Tapete Vermelho, de Luiz Alberto Pereira (Brasil, 2005)
por Cléber Eduardo

O percurso de Tapete Vermelho, de Luiz Alberto Pereira, é de uma resistência anti-moderna: temos lá um caipira paulista que, para manter uma tradição familiar ritualística, leva o filho para ver filme de Mazzaropi – como seu pai o levava no passado. Mas, há um paradoxo neste percurso. Se estamos no terreno da resistência aos novos tempos pela cultura da conservação e da permanência dos ícones e hábitos da geração anterior, há que se reconhecer que esses ícones e hábitos são produtos históricos e sociais: nos anos 50, Mazzaropi atendia uma demanda cultural daquele Brasil, marcado pela transição de país rural para urbano.

Por isso mesmo, não há condições de continuidade para o ritual planejado pelo pai para o filho na contemporaneidade porque os tempos mudaram: os cinemas fecharam e os abertos só podem ver como peça de museu uma sessão de Mazzaropi. Mas o caipira Quinzinho, o protagonista, é conservador rebelde. Vai reagir aos novos tempos para fazer a última sessão de um outro momento histórico. Vemos assim a “meio vitória/meio derrota” do herói preservacionista, que, embora faça seu ritual dentro da cultura moderna (o cinema de massa), lamenta as transformações, pois, em muitos casos, elas significam substituições.

Parece evidente o tom saudosista de Tapete Vermelho, mas, longe de idealizar o universo caipira tomando-o como modelo de uma brasilidade melhor e de um tempo mais próximo de nossas “raízes”, o filme opta por um afeto um tanto cínico por esse caipirismo. Sabendo estar do lado de uma causa perdida (a de projetos de permanência em um tempo de substituições), Luis Alberto Pereira só pode recorrer, em seu projeto de resistência conservadora, a uma estratégia de fabulação inverossímil, fantasiosa, de modo a promover uma última vitória do derrotado. Não estamos diante de outra coisa senão de um embate entre signos de um tempo e de outro, de um Brasil rural e de um Brasil moderno – que, hoje, em seu segmento “cinema do interior”, tem como blockbuster a cultura country-urbanizada de Dois Filhos de Francisco, não Mazzaropi

O percurso narrativo propõe uma homenagem paródica ao ícone do Jeca e tenta condensar um país e um tempo em algumas cenas e diálogos. Em situações construídas só para isso, atualiza as questões do Jeca dos anos 50-60 ao Quinzinho de 2005/6 - para ilustrar uma visão de mundo e de sociedade. Nesses momentos de “recados”, além de trabalhar no embate entre passado e presente, urbano e rural, Tapete Vermelho ilustra, em esquetes nos quais o cômico ganha uma pausa, diagnósticos sociais. As opções visuais do diretor, diante de tantas vontades de obter significados sobre o Brasil (os mais óbvios e rasos, diga-se), saem relegadas a segundo plano. Se na carreira do diretor havia avanço de competência narrativa entre Efeito Ilha e Hans Staden, percebe-se agora um retrocesso em matéria de organização do plano e do encadeamento deles. Os planos são relaxados, os cortes não conectam ações e espaços em algumas passagens, a grua parece usada, acima de tudo, porque se gastou com ela – sem nenhuma funcionalidade, nenhum efeito estético, nenhuma necessidade.
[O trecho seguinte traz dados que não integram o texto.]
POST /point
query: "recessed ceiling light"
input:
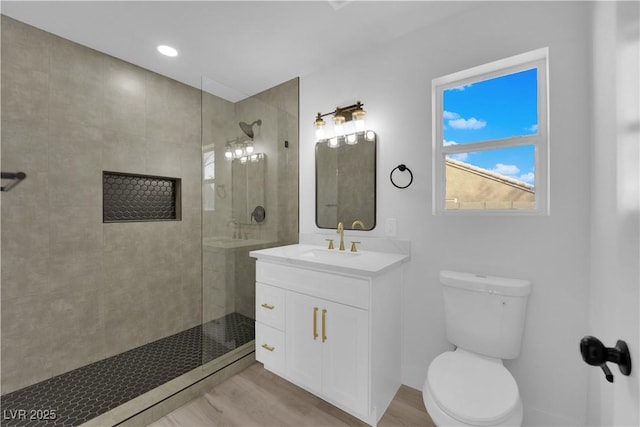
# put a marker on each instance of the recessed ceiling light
(167, 50)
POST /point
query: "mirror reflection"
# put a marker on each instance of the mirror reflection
(346, 183)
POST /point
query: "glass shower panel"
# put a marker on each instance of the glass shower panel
(250, 201)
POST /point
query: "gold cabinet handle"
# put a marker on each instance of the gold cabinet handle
(324, 319)
(315, 323)
(266, 347)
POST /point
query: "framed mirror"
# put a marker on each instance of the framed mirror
(346, 182)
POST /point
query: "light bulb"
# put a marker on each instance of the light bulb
(358, 117)
(370, 135)
(249, 147)
(319, 124)
(338, 124)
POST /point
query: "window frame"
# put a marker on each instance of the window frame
(208, 181)
(534, 59)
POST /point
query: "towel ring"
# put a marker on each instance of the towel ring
(401, 168)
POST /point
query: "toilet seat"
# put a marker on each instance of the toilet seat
(473, 389)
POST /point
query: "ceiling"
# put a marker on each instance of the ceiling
(238, 48)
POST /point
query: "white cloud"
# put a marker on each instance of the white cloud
(471, 123)
(529, 178)
(507, 170)
(462, 157)
(463, 87)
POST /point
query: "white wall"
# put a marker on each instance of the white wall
(394, 82)
(615, 208)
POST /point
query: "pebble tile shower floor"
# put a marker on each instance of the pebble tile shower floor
(77, 396)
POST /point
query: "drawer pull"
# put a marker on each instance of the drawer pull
(324, 319)
(266, 347)
(315, 323)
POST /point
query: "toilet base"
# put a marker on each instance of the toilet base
(441, 418)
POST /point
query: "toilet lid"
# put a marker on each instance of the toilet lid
(472, 389)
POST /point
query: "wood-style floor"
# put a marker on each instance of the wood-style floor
(257, 397)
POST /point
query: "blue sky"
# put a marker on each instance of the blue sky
(502, 107)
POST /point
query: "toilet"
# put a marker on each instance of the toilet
(485, 318)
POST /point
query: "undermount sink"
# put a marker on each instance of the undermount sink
(326, 254)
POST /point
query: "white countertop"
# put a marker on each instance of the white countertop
(362, 262)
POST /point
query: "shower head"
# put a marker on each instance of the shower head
(248, 128)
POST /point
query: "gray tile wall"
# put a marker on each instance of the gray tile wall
(75, 290)
(229, 272)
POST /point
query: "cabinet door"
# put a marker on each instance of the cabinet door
(345, 370)
(303, 341)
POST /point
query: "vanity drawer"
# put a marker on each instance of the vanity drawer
(270, 347)
(340, 288)
(270, 305)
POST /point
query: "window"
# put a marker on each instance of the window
(208, 178)
(490, 138)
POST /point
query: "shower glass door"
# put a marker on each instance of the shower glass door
(249, 202)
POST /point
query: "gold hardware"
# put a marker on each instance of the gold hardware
(340, 231)
(266, 347)
(315, 323)
(357, 222)
(324, 318)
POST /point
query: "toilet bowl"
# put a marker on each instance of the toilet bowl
(466, 389)
(484, 319)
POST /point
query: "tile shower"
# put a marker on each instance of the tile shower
(77, 291)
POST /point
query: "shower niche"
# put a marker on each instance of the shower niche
(133, 198)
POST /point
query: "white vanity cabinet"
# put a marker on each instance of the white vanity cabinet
(332, 333)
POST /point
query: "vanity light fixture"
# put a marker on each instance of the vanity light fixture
(348, 123)
(167, 50)
(319, 124)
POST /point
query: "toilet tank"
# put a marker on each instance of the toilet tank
(485, 314)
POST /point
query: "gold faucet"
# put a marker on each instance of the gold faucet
(357, 222)
(340, 231)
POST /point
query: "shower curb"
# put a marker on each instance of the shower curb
(156, 403)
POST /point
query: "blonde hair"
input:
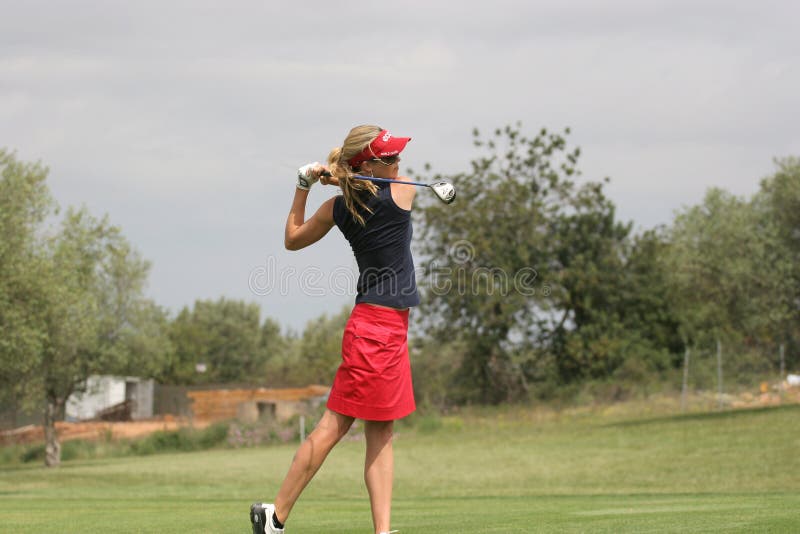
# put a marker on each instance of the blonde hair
(353, 189)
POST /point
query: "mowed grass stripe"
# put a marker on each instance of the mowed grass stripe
(502, 471)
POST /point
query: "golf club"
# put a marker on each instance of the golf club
(444, 190)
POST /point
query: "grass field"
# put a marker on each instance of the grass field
(499, 471)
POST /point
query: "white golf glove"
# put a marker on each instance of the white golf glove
(305, 176)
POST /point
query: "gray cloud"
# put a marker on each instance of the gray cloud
(184, 120)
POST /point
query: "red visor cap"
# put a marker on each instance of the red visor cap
(382, 146)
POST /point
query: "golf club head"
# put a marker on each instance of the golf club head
(445, 191)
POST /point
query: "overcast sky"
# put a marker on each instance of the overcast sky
(184, 120)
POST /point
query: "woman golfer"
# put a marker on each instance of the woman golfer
(373, 382)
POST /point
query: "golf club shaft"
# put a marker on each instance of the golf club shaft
(383, 180)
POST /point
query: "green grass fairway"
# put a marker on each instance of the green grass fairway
(505, 471)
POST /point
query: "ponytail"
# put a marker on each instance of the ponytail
(354, 190)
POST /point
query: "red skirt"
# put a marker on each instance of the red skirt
(374, 379)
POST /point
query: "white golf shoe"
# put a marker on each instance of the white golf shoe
(261, 519)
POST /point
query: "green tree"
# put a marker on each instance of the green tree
(71, 301)
(729, 273)
(25, 203)
(525, 274)
(227, 337)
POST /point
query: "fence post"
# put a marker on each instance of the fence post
(685, 386)
(783, 364)
(719, 374)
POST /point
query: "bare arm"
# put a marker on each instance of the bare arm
(403, 195)
(301, 233)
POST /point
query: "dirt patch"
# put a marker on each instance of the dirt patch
(99, 430)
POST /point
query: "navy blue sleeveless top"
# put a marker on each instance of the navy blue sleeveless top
(382, 248)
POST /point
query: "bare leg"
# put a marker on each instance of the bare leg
(379, 471)
(308, 459)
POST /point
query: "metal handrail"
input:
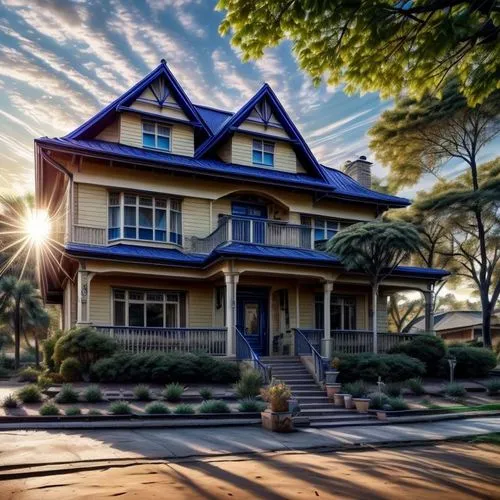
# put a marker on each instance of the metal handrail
(244, 351)
(304, 347)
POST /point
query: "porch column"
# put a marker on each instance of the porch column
(429, 311)
(83, 297)
(231, 284)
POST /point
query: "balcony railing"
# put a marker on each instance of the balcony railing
(143, 339)
(261, 231)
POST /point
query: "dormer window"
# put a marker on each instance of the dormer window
(156, 136)
(263, 153)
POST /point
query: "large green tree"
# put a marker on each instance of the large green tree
(375, 249)
(377, 45)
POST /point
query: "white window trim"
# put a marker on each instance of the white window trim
(157, 134)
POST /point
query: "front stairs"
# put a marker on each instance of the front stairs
(312, 397)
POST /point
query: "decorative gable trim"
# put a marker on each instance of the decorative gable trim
(265, 112)
(161, 91)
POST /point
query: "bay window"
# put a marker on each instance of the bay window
(144, 218)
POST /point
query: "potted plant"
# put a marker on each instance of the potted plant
(359, 393)
(277, 418)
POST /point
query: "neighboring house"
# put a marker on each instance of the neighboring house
(459, 326)
(184, 225)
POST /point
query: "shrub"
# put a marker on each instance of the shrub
(142, 392)
(471, 362)
(184, 409)
(29, 375)
(71, 370)
(10, 401)
(73, 411)
(92, 394)
(398, 404)
(249, 385)
(29, 394)
(370, 366)
(206, 393)
(393, 389)
(49, 409)
(251, 405)
(157, 408)
(67, 395)
(416, 385)
(120, 408)
(214, 406)
(356, 389)
(48, 346)
(427, 348)
(455, 391)
(173, 392)
(493, 386)
(85, 344)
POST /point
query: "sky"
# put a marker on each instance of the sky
(61, 61)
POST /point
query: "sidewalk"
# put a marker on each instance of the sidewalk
(25, 448)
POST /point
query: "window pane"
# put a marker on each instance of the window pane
(154, 315)
(148, 140)
(136, 314)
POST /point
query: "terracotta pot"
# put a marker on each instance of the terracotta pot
(277, 421)
(331, 390)
(348, 403)
(361, 404)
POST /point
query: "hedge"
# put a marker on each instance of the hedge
(369, 366)
(164, 368)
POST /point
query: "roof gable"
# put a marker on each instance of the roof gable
(159, 88)
(266, 107)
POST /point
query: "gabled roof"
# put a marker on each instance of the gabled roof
(265, 93)
(99, 121)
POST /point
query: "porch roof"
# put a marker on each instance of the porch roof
(176, 257)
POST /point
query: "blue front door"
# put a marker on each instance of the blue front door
(252, 317)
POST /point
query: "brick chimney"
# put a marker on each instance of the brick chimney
(360, 170)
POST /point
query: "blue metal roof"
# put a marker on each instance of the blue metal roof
(337, 184)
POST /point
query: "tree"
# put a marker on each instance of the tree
(376, 249)
(380, 45)
(20, 307)
(419, 137)
(470, 207)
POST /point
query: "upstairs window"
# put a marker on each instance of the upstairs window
(263, 153)
(144, 218)
(156, 136)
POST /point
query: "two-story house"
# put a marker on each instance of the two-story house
(183, 226)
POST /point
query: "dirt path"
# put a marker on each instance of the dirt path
(450, 470)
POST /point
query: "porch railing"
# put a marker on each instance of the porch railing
(261, 231)
(142, 339)
(303, 347)
(245, 352)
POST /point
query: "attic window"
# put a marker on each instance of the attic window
(156, 136)
(263, 153)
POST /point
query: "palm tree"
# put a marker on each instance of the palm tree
(376, 249)
(21, 307)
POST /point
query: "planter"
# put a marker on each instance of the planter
(348, 403)
(331, 377)
(331, 390)
(277, 421)
(338, 399)
(361, 404)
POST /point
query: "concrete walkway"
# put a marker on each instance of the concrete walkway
(25, 448)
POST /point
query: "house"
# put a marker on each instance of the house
(459, 326)
(183, 226)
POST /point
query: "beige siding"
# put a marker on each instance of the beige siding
(131, 135)
(196, 217)
(92, 206)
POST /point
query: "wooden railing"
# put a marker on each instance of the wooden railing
(261, 231)
(89, 235)
(143, 339)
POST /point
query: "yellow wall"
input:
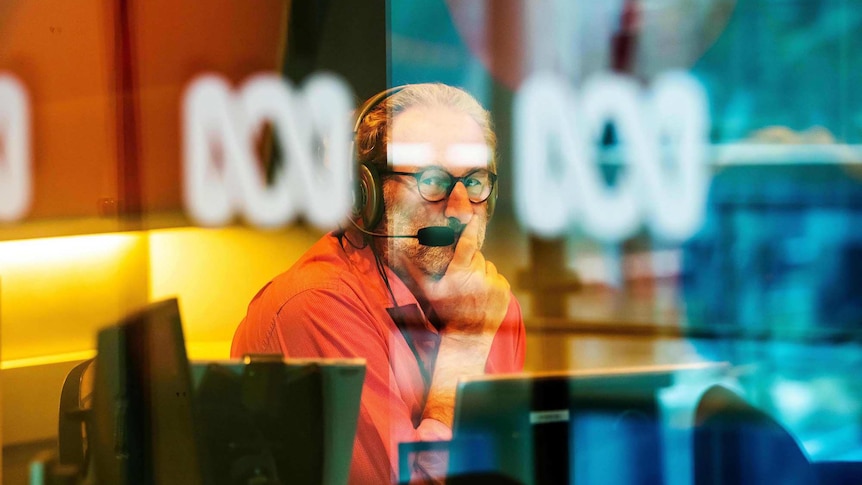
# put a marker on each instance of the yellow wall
(56, 293)
(215, 273)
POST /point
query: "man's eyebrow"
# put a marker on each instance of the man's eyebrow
(423, 154)
(416, 154)
(468, 154)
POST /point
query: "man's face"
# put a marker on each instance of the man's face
(422, 137)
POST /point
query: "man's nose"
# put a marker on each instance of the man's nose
(458, 204)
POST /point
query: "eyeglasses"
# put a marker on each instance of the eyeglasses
(436, 184)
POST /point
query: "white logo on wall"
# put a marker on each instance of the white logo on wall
(222, 173)
(558, 182)
(15, 184)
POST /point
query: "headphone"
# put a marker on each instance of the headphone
(368, 195)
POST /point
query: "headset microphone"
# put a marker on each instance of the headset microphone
(427, 236)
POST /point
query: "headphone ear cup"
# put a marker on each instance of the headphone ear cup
(369, 197)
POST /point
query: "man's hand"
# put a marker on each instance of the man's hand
(471, 300)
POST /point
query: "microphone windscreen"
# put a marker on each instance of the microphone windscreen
(436, 236)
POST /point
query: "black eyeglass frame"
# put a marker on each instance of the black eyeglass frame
(492, 177)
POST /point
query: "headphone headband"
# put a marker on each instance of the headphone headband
(369, 189)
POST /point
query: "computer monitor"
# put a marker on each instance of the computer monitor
(591, 427)
(157, 419)
(143, 429)
(272, 420)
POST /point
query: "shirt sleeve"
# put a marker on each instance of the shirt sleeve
(333, 323)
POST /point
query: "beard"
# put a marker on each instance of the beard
(430, 260)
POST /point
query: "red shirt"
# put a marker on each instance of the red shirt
(333, 303)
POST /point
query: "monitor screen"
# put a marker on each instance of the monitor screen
(595, 427)
(266, 419)
(143, 426)
(158, 419)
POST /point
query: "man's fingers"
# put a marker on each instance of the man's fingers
(468, 245)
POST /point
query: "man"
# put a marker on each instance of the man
(422, 315)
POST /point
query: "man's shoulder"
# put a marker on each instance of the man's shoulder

Se há comunicação do filme com os espectadores, e isso foi testemunhado em mais de uma sessão, ela deve-se à performance imitativa de Matheus Nachtergaele, cuja adaptação ao modelo caipira amplifica o deslocamento deste modelo hoje. Se há na recepção do espectador um afeto por uma categoria cultural em vias de extinção (o caipira puro), esta aparece retratada no filme em registro de paródia e de homenagem. Talvez porque fosse alienígena demais buscar uma filiação à um gênero e à uma tradição, quando, no Brasil urbano que freqüenta cinema, o caipira só pode ser piada, jamais elo de identificação.